DÍA 10
Durante los días que llevamos viajando hemos tenido un tiempo increíble, pero hoy la cosa se tuerce, y las nubes que aparecen por la mañana acabarán cubriéndolo todo y darán al cielo una apariencia borrascosa. La A1 se mueve otra vez hacia el interior. De esta zona traía apuntados lugares interesantes como el Promontorio Wilson o el Cabo Paterson, pero el desvío que exigen es considerable, y el miedo a la falta de tiempo nos hace continuar. Nuestro destino por tanto es Phillip Island. Este sitio es famoso por la Penguin Parade, un lugar donde al atardecer es posible ver a una colonia de diminutos pingüinos azules saliendo del mar y dirigiéndose a sus madrigueras. Dicho así no suena del todo mal, pero el estalache que han montado allí no es ni medio normal, empezando por los mastodónticos edificios y terminando por unas gradas levantadas frente al mar con capacidad para 3.000 personas. Más que a un fenómeno de la naturaleza parece que uno asistiera a la final de su equipo favorito. Además, el hecho de mercantilizar lo que el universo da gratis... Esto de aquí es la versión corregida y aumentada de lo que había en Nueva Zelanda: si no pasamos por el aro entonces, desde luego no vamos a pasar ahora.

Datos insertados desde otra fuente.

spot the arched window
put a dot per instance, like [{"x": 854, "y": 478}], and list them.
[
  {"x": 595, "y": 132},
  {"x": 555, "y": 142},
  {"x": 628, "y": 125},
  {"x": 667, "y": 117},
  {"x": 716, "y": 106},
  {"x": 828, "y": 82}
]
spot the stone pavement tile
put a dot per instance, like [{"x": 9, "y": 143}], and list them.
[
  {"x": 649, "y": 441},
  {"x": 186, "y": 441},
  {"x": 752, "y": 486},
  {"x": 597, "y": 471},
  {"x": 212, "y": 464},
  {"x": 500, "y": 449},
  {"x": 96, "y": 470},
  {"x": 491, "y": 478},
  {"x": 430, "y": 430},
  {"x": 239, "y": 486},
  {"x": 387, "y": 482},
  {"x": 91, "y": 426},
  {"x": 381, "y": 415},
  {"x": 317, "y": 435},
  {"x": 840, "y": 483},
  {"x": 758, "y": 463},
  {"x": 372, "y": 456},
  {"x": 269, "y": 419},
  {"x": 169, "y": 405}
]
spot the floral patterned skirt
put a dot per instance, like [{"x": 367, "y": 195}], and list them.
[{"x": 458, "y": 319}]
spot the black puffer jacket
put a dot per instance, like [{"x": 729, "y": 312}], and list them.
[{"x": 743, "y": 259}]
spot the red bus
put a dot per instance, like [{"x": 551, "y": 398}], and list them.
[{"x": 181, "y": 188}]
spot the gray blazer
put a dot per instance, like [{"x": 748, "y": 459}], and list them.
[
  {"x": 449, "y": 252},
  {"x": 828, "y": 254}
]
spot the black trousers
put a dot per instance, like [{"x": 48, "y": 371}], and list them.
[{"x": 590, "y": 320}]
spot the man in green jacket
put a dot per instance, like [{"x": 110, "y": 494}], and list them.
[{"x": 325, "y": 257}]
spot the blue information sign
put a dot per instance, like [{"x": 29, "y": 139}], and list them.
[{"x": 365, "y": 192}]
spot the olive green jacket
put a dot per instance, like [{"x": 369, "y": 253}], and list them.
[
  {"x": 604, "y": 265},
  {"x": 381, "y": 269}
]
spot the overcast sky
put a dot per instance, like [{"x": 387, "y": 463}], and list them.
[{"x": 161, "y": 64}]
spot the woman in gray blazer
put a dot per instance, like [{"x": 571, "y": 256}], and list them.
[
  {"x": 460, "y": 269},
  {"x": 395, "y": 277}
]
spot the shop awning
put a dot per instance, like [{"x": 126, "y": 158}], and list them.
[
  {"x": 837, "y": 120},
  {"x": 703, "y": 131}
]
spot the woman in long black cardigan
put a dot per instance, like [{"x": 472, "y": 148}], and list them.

En cambio en Phillip Island hay otro sitio mucho más interesante: el Koala Conservation Reserve. Al parecer, también esto lo financian los de los pingüinos, pero se trata de un lugar con menos pretensiones. Pensábamos ir a visitarlo mañana, pero la psicosis del tiempo nos puede y decidimos aprovechar e ir esta tarde. Para ello primero buscamos alojamiento en la pequeña localidad de San Remo, justo antes de cruzar a la isla. Los últimos kilómetros se vuelven difíciles porque toca lidiar con un enemigo nuevo: el viento.
El San Remo Beachfront Caravan Park parece desierto. Pensamos ya en marcharnos cuando aparece un tipo que nos hace el checking. Cuando entramos a tomar posesión de nuestra parcela nos damos cuenta de lo diminuto del lugar: solo tiene una calle de ida y otra de vuelta. Y los sitios libres son pocos: como ayer, en realidad se trata de una urbanización camuflada. Supongo que obligarán, como en España, a disponer de algunas parcelas libres para los trashumantes como nosotros.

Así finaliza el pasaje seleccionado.